[rb-general] SOURCE_PREFIX_MAP and Occam's Razor

John Gilmore gnu at toad.com
Tue Jan 24 03:47:35 CET 2017


> talk is cheap, show me the code

Arrogance is often a useful attitude for a young person, but it's
useful to first determine whether one is in the wrong.  When working
on code that's decades old, reading ChangeLog files is often
educational.

>> At Cygnus in the 1990s we made the GNU tools fully reproducible, even
>> for cross-compilation.  This required dealing with many byte-order
>> issues and floating-point representations and such -- a set of issues
>> that you don't have.  We built the byte-order-independent BFD tools,
>> and the new GNU linker, pretty much from scratch, for just that purpose.

Ximin Luo said:
>Do you have this documented in detail somewhere? There is a difference
>between 100% reproducible and 92% reproducible. We are covering the
>final few %, so forgive me that I am not interested in people who
>claim their stuff is "reproducible" but actually do need things like
>SOURCE_DATE_EPOCH in corner cases that they didn't think about because
>they were too busy telling everyone how they set timestamps to 0
>everywhere.

I thank you for covering the final few %.  It is important work that
needs to be done.

We did not make every program in the universe reproducible.  We made
the GNU tools that we were shipping and supporting -- and all of our
test cases compiled by them -- reproducible.  That includes gcc, gdb,
gas, binutils, gnu make, and a few other things.  Plus several hundred
compiler test cases.  We didn't even have any Linux systems then
(Yggdrasil, the first distro, had its first release in late 1992;
Debian had just started in late 1993); we and all of our customers
were running on proprietary Unix and MSDOS machines.  See:

  "The Daemon, the GNU and the Penguin" by Peter Salus
  http://www.groklaw.net/articlebasic.php?story=20051031235811490

What we did is documented in the code.  I've done some poking around
in early documentation, and it's interesting that I haven't found any
place yet where we specifically and publicly said we made the output
files fully determined by the source files.  We just treated it as a
bug, and fixed it, anytime the object files didn't match bit-for-bit.
It wasn't something to shout about, it was just good engineering.

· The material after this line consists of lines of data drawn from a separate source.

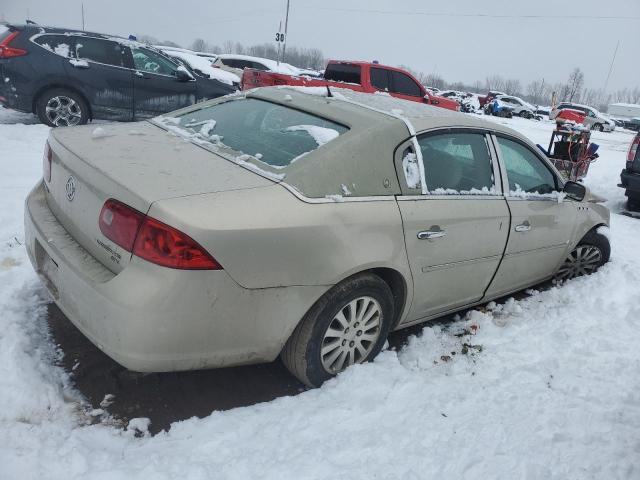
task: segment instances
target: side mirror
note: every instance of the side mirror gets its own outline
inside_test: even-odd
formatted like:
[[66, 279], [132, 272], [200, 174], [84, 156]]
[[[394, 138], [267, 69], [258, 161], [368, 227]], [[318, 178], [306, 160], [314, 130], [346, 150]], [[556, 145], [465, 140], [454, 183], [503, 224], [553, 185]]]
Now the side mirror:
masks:
[[193, 80], [193, 77], [186, 69], [178, 68], [178, 70], [176, 70], [176, 80], [179, 82], [188, 82]]
[[562, 190], [567, 194], [567, 197], [577, 200], [578, 202], [581, 202], [587, 194], [587, 189], [584, 185], [572, 181], [565, 183]]

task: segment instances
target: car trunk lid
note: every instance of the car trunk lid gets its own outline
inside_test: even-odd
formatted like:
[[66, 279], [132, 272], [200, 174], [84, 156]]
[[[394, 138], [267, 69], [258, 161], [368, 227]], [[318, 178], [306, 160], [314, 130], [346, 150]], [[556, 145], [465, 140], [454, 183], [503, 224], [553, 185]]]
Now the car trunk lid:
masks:
[[69, 234], [114, 273], [131, 254], [100, 231], [100, 211], [109, 198], [146, 214], [162, 199], [272, 184], [147, 122], [58, 128], [49, 145], [49, 207]]

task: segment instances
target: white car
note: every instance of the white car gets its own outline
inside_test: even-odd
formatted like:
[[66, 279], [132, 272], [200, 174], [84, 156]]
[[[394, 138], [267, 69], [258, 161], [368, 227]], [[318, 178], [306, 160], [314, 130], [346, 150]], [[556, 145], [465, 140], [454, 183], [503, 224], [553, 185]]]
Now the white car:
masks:
[[535, 116], [536, 108], [519, 97], [514, 97], [513, 95], [498, 95], [496, 98], [506, 106], [511, 107], [514, 115], [524, 118], [533, 118]]
[[549, 114], [549, 119], [553, 120], [558, 116], [560, 110], [577, 110], [586, 114], [586, 118], [584, 119], [584, 124], [589, 127], [591, 130], [597, 130], [599, 132], [613, 132], [616, 129], [616, 123], [604, 115], [602, 112], [598, 111], [593, 107], [589, 107], [588, 105], [580, 105], [577, 103], [569, 103], [569, 102], [561, 102], [551, 110]]
[[227, 72], [234, 73], [238, 77], [242, 78], [242, 73], [245, 68], [253, 68], [254, 70], [263, 70], [276, 73], [283, 73], [285, 75], [309, 75], [319, 76], [319, 72], [314, 70], [307, 70], [293, 65], [289, 65], [284, 62], [276, 62], [268, 58], [252, 57], [249, 55], [236, 55], [232, 53], [222, 53], [218, 55], [218, 58], [213, 62], [213, 66], [226, 70]]
[[213, 64], [217, 59], [215, 54], [193, 52], [184, 48], [163, 46], [157, 46], [156, 48], [161, 50], [165, 55], [186, 63], [198, 75], [218, 80], [222, 83], [226, 83], [227, 85], [233, 85], [236, 88], [240, 85], [240, 77], [232, 72], [214, 67]]

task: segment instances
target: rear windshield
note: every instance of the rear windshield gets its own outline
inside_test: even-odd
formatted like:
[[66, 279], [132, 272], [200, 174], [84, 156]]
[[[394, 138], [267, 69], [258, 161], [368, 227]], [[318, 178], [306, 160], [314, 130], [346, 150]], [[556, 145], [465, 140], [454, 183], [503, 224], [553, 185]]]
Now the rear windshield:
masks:
[[2, 43], [2, 41], [5, 38], [7, 38], [10, 34], [11, 34], [11, 31], [9, 30], [8, 27], [5, 27], [4, 25], [0, 25], [0, 43]]
[[[162, 123], [165, 125], [165, 118]], [[212, 105], [178, 117], [179, 128], [251, 155], [275, 168], [330, 142], [347, 127], [309, 113], [254, 98]]]
[[330, 63], [324, 72], [325, 80], [360, 84], [360, 65]]

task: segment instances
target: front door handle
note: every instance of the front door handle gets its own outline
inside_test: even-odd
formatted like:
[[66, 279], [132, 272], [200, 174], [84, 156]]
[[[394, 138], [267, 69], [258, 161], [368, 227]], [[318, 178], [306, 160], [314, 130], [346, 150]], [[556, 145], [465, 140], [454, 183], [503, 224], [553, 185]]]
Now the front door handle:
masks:
[[516, 232], [528, 232], [529, 230], [531, 230], [531, 224], [527, 221], [521, 223], [520, 225], [516, 225], [515, 227]]
[[432, 240], [434, 238], [446, 237], [447, 232], [444, 230], [423, 230], [422, 232], [418, 232], [419, 240]]

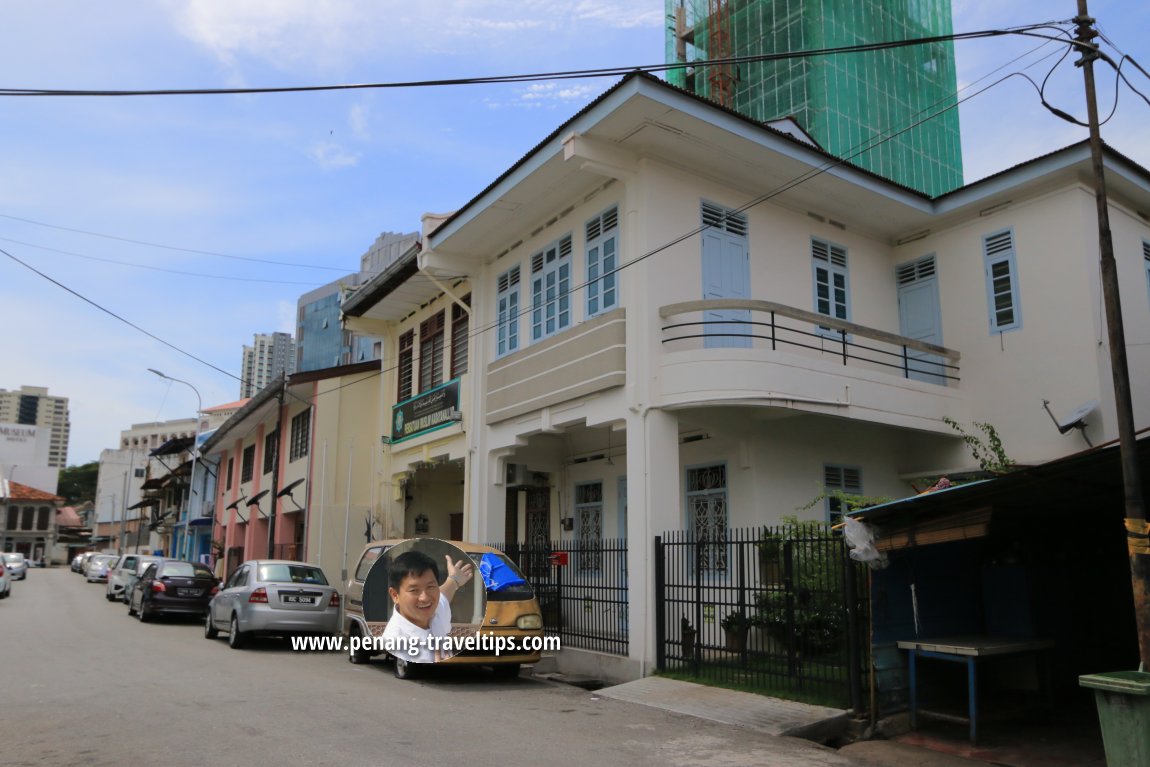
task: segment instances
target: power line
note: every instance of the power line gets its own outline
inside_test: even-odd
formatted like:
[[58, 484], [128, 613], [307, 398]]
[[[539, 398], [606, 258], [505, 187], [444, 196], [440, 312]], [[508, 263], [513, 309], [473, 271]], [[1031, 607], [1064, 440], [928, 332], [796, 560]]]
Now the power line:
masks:
[[60, 250], [59, 248], [49, 248], [46, 245], [36, 245], [31, 242], [22, 242], [20, 240], [13, 240], [10, 237], [0, 237], [0, 241], [11, 242], [16, 245], [23, 245], [26, 248], [36, 248], [38, 250], [46, 250], [50, 253], [59, 253], [64, 256], [74, 256], [76, 258], [83, 258], [88, 261], [99, 261], [104, 264], [116, 264], [117, 266], [129, 266], [135, 269], [148, 269], [154, 272], [165, 272], [167, 274], [178, 274], [183, 277], [200, 277], [210, 280], [230, 280], [232, 282], [258, 282], [267, 285], [308, 285], [311, 287], [319, 287], [314, 282], [294, 282], [291, 280], [262, 280], [255, 277], [230, 277], [224, 274], [203, 274], [200, 272], [185, 272], [179, 269], [166, 269], [162, 266], [150, 266], [148, 264], [134, 264], [130, 261], [117, 261], [113, 258], [101, 258], [99, 256], [89, 256], [83, 253], [74, 253], [70, 250]]
[[[2, 94], [0, 94], [2, 95]], [[103, 234], [101, 232], [92, 232], [86, 229], [74, 229], [68, 226], [60, 226], [59, 224], [48, 224], [43, 221], [34, 221], [30, 218], [21, 218], [19, 216], [11, 216], [6, 213], [0, 213], [0, 218], [7, 218], [12, 221], [22, 221], [25, 224], [35, 224], [36, 226], [45, 226], [49, 229], [59, 229], [62, 232], [73, 232], [75, 234], [86, 234], [90, 237], [103, 237], [107, 240], [116, 240], [118, 242], [128, 242], [133, 245], [146, 245], [149, 248], [160, 248], [162, 250], [175, 250], [180, 253], [191, 253], [197, 256], [215, 256], [216, 258], [230, 258], [236, 261], [250, 261], [257, 264], [268, 264], [270, 266], [291, 266], [297, 269], [324, 269], [330, 272], [344, 272], [346, 269], [341, 269], [338, 266], [317, 266], [315, 264], [297, 264], [290, 261], [272, 261], [266, 258], [253, 258], [251, 256], [233, 256], [229, 253], [217, 253], [211, 250], [196, 250], [195, 248], [184, 248], [178, 245], [161, 245], [156, 242], [147, 242], [146, 240], [133, 240], [130, 237], [120, 237], [114, 234]]]
[[626, 67], [602, 67], [597, 69], [561, 70], [557, 72], [539, 72], [528, 74], [492, 75], [486, 77], [455, 77], [434, 80], [406, 80], [375, 83], [343, 83], [335, 85], [297, 85], [283, 87], [261, 88], [161, 88], [151, 90], [81, 90], [81, 89], [46, 89], [46, 88], [0, 88], [0, 96], [218, 96], [260, 93], [314, 93], [322, 91], [345, 90], [386, 90], [406, 88], [433, 88], [453, 85], [495, 85], [508, 83], [532, 83], [546, 80], [575, 80], [599, 77], [622, 77], [633, 72], [666, 72], [668, 70], [682, 69], [684, 67], [721, 66], [743, 64], [752, 62], [783, 61], [789, 59], [812, 58], [817, 56], [831, 56], [842, 53], [866, 53], [873, 51], [903, 48], [912, 45], [929, 45], [932, 43], [955, 42], [961, 40], [978, 40], [988, 37], [1001, 37], [1004, 35], [1031, 34], [1033, 30], [1050, 28], [1058, 24], [1069, 24], [1072, 19], [1049, 21], [1042, 24], [1029, 24], [1006, 29], [989, 29], [977, 32], [959, 32], [949, 35], [933, 35], [917, 37], [907, 40], [890, 40], [877, 43], [861, 43], [858, 45], [841, 45], [830, 48], [818, 48], [807, 51], [790, 51], [784, 53], [765, 53], [753, 56], [734, 56], [724, 59], [707, 59], [690, 62], [673, 62], [661, 64], [646, 64]]

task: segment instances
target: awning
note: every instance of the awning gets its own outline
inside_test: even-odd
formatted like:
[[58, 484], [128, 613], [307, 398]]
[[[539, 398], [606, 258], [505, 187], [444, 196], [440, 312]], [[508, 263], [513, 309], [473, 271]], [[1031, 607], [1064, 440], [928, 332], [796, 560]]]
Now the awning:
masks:
[[176, 455], [178, 453], [183, 453], [192, 446], [192, 442], [194, 440], [195, 437], [176, 437], [175, 439], [169, 439], [167, 442], [160, 445], [152, 452], [148, 453], [148, 455], [155, 457], [159, 455]]
[[164, 486], [162, 477], [152, 477], [151, 479], [144, 480], [144, 484], [140, 485], [141, 490], [159, 490]]
[[128, 511], [132, 511], [134, 509], [142, 509], [145, 506], [159, 506], [159, 505], [160, 505], [160, 499], [159, 498], [145, 498], [144, 500], [137, 501], [136, 503], [133, 503], [131, 506], [129, 506]]
[[[1138, 440], [1138, 463], [1144, 485], [1150, 484], [1150, 430]], [[1122, 467], [1118, 445], [1110, 442], [993, 479], [955, 485], [848, 512], [846, 516], [875, 528], [880, 551], [944, 543], [988, 535], [1002, 514], [1032, 515], [1035, 524], [1053, 508], [1090, 512], [1103, 506], [1123, 507]], [[1096, 514], [1080, 514], [1086, 521]]]

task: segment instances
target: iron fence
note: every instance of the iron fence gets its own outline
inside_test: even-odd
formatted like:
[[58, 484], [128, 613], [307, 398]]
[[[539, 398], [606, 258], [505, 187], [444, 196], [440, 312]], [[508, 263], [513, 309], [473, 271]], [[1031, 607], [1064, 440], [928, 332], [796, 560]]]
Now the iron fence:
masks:
[[866, 578], [815, 523], [655, 539], [658, 668], [862, 710]]
[[519, 566], [535, 589], [543, 629], [565, 647], [626, 655], [626, 539], [490, 544]]

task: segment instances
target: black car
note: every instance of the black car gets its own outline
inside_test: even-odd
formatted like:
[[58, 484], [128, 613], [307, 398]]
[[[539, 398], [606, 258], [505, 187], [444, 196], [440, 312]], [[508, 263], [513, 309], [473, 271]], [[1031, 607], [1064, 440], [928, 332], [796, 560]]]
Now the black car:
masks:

Originally the GNU tools only worked native; we improved 'em.  I made
the first GCC cross-compiler in about March 1990, but it was a
one-shot release for a single customer.  We made six or eight of those
one-shots for various platforms.  It got hard to support each customer
out of a unique source tree, so we invested the time to make the whole
thing configurable in one tree.  Cygnus was the first to build and
ship and support a suite of GNU cross-compilers, from a single source
tree, in October 1992.  These did have object-file differences in the
timestamps, and in some floating point constants, i.e. they weren't
fully deterministic, but the cross-compiler bear was finally starting
to dance.

Nine months later, we shipped our fourth major multi-platform
supported GNU compiler release (93q2) in June 1993.  Compiling the
same source files on 8 of the 9 different host systems, for the
Motorola 68000 target (among 10 target environments using 5 different
CPU chips), produced exactly bit-for-bit identical object files.  Part
of making this happen was by adding a "-gnodir" switch to gcc that
suppressed the directory from the debug information.  (RMS, who was
maintaining GCC at the time, suggested merely dropping the directory
name in all cases.  We left that issue unresolved pending a later
merge with his version of the code.)

The only difference between the files produced on different platforms
was a minor "release notes" issue about excess precision in floating
point numbers when cross-compiling from the 9th host platform, the IBM
RS/6000 (see below; it got resolved in later releases).  We verified
this with the DejaGnu test framework, which we designed and built as
part of this effort.  Just to get the GNU tools to build cleanly on
all those platforms, and to test them in both native UNIX and MSDOS
systems, and in embedded boards without an operating system, took a
team of 6 or 8 talented people many months.  We had to design and
build the first "configure" script, also.  (My apologies to everyone
for how complicated autoconf has become in the intervening 25 years).
Emails documenting some of this are below.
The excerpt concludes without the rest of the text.